The BIA, in In re G-N-C-, 22 I&N Dec. 281 (BIA 1988), in the context of a controversy involving termination of deportation proceedings, cited Matter of Roman, supra, and noted that “an alien may collaterally attack a final order of exclusion or deportation in a subsequent proceeding only upon showing that the prior order resulted in a gross miscarriage of justice.”  In addition, the BIA held that the Immigration Judge and the BIA lack jurisdiction to review a decision of the Immigration and Naturalization Service ("INS") to reinstate a prior order of removal pursuant to section 241(a)(5) of the Act.  See In re G-N-C-, headnote 3.

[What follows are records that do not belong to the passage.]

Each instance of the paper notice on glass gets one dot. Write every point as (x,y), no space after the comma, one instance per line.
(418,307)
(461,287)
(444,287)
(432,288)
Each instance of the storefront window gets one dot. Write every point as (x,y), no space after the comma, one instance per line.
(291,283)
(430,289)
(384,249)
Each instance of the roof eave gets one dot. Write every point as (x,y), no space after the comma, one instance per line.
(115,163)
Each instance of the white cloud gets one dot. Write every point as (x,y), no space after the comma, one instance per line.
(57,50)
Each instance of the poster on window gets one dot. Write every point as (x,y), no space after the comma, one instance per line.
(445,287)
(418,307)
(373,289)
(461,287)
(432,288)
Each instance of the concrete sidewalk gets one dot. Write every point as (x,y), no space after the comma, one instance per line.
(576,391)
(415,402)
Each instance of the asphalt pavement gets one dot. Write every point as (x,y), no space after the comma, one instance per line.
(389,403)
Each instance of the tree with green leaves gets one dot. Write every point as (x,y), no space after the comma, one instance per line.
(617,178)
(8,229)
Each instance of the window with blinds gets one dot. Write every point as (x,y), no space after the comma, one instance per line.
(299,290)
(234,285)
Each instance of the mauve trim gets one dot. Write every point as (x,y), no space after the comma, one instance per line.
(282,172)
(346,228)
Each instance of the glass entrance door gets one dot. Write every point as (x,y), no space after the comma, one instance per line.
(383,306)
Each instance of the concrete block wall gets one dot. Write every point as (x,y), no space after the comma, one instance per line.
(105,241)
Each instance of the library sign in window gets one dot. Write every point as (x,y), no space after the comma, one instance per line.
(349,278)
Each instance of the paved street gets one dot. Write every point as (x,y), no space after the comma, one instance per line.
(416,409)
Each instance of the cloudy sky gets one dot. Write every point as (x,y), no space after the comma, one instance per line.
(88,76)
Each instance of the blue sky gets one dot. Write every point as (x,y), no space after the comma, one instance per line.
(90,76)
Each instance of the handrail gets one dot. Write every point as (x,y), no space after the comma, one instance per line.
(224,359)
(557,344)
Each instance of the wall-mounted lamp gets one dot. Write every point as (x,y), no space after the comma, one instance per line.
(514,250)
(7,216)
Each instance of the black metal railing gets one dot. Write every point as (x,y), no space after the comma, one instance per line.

In the light of Argueta-Hernandez v. Garland, as well as Nasrallah v. Barr and Johnson v. Guzman Chavez, prudence seems to demand scrutiny of the validity of the original final removal order when confronted with reinstatement.  Challenging the original removal order itself or its finality, might preserve an opportunity to seek appellate jurisdiction in accordance with section 242(b) of the Act.